Monday, February 20, 2012

Reading Ishmael Pt. 2

Posted by Amy Baranski
On Friday, my husband and I escaped Seattle for the great Pacific Ocean. One of our favorite spots, a place we've returned to year after year, that’s located on the Olympic Peninsula. Getting here feels like traveling to the far reaches of earth. I love everything about it, except Weyerhaeuser.

The peninsula, rich with ancient cultures and still home to indigenous peoples, has a vast and unparalleled beauty. The traditions of the Makah, the Quileute, and the Quinault, to name a few, date back thousands of years. These first nations still practice ancient traditions such as fishing, now in motorized vessels, and hospitality to foreigners, now with resorts and RV parks. And ancient ways, in the ancient forms, are still alive. You can experience them and learn more by joining in weekend-long celebrations that honor Native American heritage or by simply talking to tribal members to learn more.

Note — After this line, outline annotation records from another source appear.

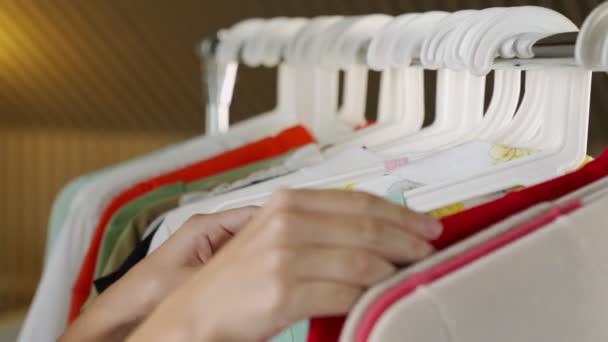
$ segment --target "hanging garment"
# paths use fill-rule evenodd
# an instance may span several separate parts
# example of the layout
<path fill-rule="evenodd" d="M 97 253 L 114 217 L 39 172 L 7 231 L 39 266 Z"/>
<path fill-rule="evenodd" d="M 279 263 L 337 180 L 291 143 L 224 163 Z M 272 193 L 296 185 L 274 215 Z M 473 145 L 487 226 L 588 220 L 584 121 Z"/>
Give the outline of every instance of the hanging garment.
<path fill-rule="evenodd" d="M 515 191 L 503 198 L 442 219 L 444 231 L 431 244 L 438 250 L 535 204 L 555 200 L 608 175 L 608 150 L 579 171 Z M 308 341 L 338 341 L 344 318 L 313 319 Z"/>
<path fill-rule="evenodd" d="M 299 148 L 298 150 L 302 148 Z M 100 253 L 95 267 L 95 277 L 102 276 L 103 269 L 107 266 L 107 260 L 112 254 L 119 236 L 127 229 L 135 228 L 134 222 L 137 220 L 140 213 L 143 213 L 144 215 L 150 214 L 150 209 L 154 208 L 156 208 L 154 211 L 158 213 L 157 215 L 150 217 L 149 221 L 144 220 L 139 225 L 140 229 L 145 229 L 150 221 L 155 219 L 156 216 L 177 207 L 180 197 L 182 197 L 184 194 L 195 191 L 211 191 L 215 187 L 221 185 L 222 181 L 234 182 L 240 178 L 247 178 L 247 176 L 255 173 L 256 171 L 282 165 L 289 158 L 291 158 L 294 153 L 296 152 L 289 151 L 274 158 L 264 159 L 262 161 L 251 163 L 234 170 L 222 172 L 212 177 L 207 177 L 204 180 L 198 180 L 190 183 L 177 182 L 174 184 L 165 185 L 125 204 L 114 214 L 108 225 L 104 228 Z M 160 211 L 163 209 L 164 211 Z M 140 239 L 141 238 L 138 237 L 137 241 Z M 119 262 L 122 262 L 122 260 Z"/>
<path fill-rule="evenodd" d="M 81 264 L 78 278 L 72 287 L 68 321 L 71 322 L 78 316 L 82 305 L 89 296 L 91 284 L 93 283 L 95 261 L 99 253 L 104 227 L 108 224 L 112 215 L 123 205 L 159 186 L 180 180 L 189 182 L 212 176 L 251 162 L 283 154 L 291 149 L 312 142 L 314 142 L 314 139 L 308 131 L 301 126 L 296 126 L 281 132 L 276 137 L 262 139 L 211 159 L 141 182 L 116 196 L 106 207 L 96 225 L 89 249 Z"/>
<path fill-rule="evenodd" d="M 18 341 L 55 341 L 66 326 L 71 285 L 107 203 L 134 183 L 209 158 L 246 141 L 243 132 L 196 139 L 112 167 L 81 187 L 70 203 Z M 53 317 L 53 319 L 49 319 Z"/>
<path fill-rule="evenodd" d="M 114 214 L 106 226 L 95 265 L 94 278 L 103 277 L 117 269 L 142 239 L 151 221 L 177 207 L 178 199 L 183 194 L 195 190 L 209 190 L 207 193 L 227 192 L 234 186 L 246 186 L 248 182 L 254 183 L 264 180 L 266 177 L 290 173 L 306 165 L 318 163 L 320 154 L 317 152 L 316 146 L 307 145 L 279 157 L 249 164 L 203 181 L 166 185 L 134 199 Z M 271 170 L 273 171 L 271 172 Z M 221 181 L 232 183 L 227 186 Z M 215 188 L 211 188 L 213 186 Z M 89 297 L 85 303 L 92 302 L 96 296 L 97 291 L 91 285 Z"/>
<path fill-rule="evenodd" d="M 605 340 L 606 205 L 604 193 L 534 234 L 418 288 L 381 315 L 368 339 L 357 340 Z"/>
<path fill-rule="evenodd" d="M 68 211 L 70 210 L 70 205 L 74 200 L 74 197 L 78 191 L 93 178 L 94 175 L 80 176 L 65 185 L 55 197 L 46 234 L 46 247 L 44 249 L 45 263 L 49 255 L 51 255 L 51 251 L 53 250 L 57 236 L 61 231 L 61 227 L 68 216 Z"/>
<path fill-rule="evenodd" d="M 522 211 L 493 225 L 492 227 L 481 231 L 480 233 L 466 240 L 463 240 L 460 243 L 457 243 L 455 245 L 450 246 L 449 248 L 435 253 L 428 259 L 422 260 L 410 267 L 404 268 L 390 279 L 387 279 L 386 281 L 383 281 L 382 283 L 377 284 L 373 288 L 366 291 L 366 293 L 358 300 L 355 307 L 353 307 L 353 309 L 348 314 L 348 318 L 346 320 L 346 323 L 344 324 L 344 328 L 342 329 L 342 333 L 340 335 L 340 341 L 353 341 L 355 336 L 355 330 L 359 322 L 361 321 L 361 317 L 363 316 L 365 311 L 382 293 L 396 286 L 400 281 L 406 279 L 407 277 L 410 277 L 415 273 L 420 273 L 425 270 L 428 270 L 431 267 L 434 267 L 444 261 L 458 256 L 460 253 L 468 250 L 469 248 L 480 245 L 483 242 L 488 241 L 489 239 L 501 233 L 505 233 L 513 229 L 514 227 L 517 227 L 527 221 L 530 221 L 534 217 L 545 214 L 551 209 L 553 205 L 563 205 L 578 198 L 587 198 L 591 196 L 601 195 L 607 192 L 607 189 L 608 178 L 605 177 L 571 194 L 568 194 L 565 197 L 560 198 L 558 201 L 555 202 L 555 204 L 537 204 L 525 211 Z"/>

The reason I bring up indigenous cultures is because of Ishmael by Daniel Quinn. I finished Ishmael last week as my second book during our Read a Book a Week challenge this month. Ishmael imparts an ecological urgency for humankind to change its current course which is doomed. Quinn stages his story as a conversation, in the Socratic Method, between a man and a teacher. Ishmael, the teacher, sits behind a large Plexiglas window and takes the shape of a giant ape that munches on leafy branches while bemused by the intellectual density of his pupil—a man.

Ishmael guides his student through an epistemological and anthropological journey to understand how we know what we know and what pivotal cultural events have led us to the brink of our current ecological demise. Quinn penned the first draft in 1977. After many revisions it finally published as a novel in 1990. That’s when I was ten and before the Great Pacific Garbage Patch was discovered in the North Pacific Gyre. It’s 2012, and there are now five garbage patches in different oceans around the world.

Ishmael, who doesn't know about the Pacific Trash Vortex, but can account for other frightening man-made environmental disasters, theorizes that during human evolution (which continues today) home sapiens split into two groups. Each group has enacted a different story, based on cultural norms and epistemological values. Ishmael calls one group the takers and the other the leavers. Ishmael argues the taker offshoot began in 8,000 BC, during the beginning of the agricultural revolution. Leaver culture began long before, and continues as a minority culture found in the practices of indigenous peoples.

In short, taker culture requires humans to take more than they've had in the past and hold dominion over the earth. Leaver culture requires humans to limit consumption and leave enough to satisfy the competing needs of other organisms to achieve a balance in nature. Takers view themselves outside of nature while leavers don’t make that separation. Ishmael says this difference comes from variant creation mythologies between the two groups. He details the stories of Adam’s fall and the Tree of Knowledge and the conflict between Cain and Abel in the book of Genesis. How we interpret these stories influences the dominant themes and customs of each culture.

Getting to Ishmael’s central argument feels tedious to the pupil, and a bit to this particular reader. He spends a lot of time discussing population explosions in relation to food production—as manufactured by methods born out of the agricultural revolution. Ishmael and Quinn want their student and reader to have hope. The message is, even though there’s much to be pessimistic change can happen at a greater speed than ever before.

There’s a lot more to the book, and in some ways the story feels a bit dated but in others it holds merit. Although Ishmael pales in comparison to one of the greatest environmental books ever written, Silent Spring by Rachel Carson, it’s still worth picking up as an interesting thought-experiment.

I spent the better part of the weekend immersed in nature listening to the boom of the surf, watching bald eagles buzz the tree line and a nearby kite, searching for the periscope necks of harbor seals, beach combing for sea glass, and leapfrogging over drift wood. At a glance the environment appears in balance here, but beneath the surface lies another truth.

3 comments:

Cassandra said...

Amy - Wow. This sounds like a fantastic book. I have to find a copy and read it. Those garbage patches are disgusting, aren't they?

Amy Baranski said...

It was very interesting...and weird. I really spent some time thinking about it after I turned that last page. A great conversation starter for sure.

Mateo Maceo said...

Awesome summary Ames. Humor in the native American cultural offerings of today's OlyPen. Solid take home of the essence of his message. I feel I'm at once a leaver and a taker, caught in the glass between ape and subject. But your right, it makes one think. Thanks.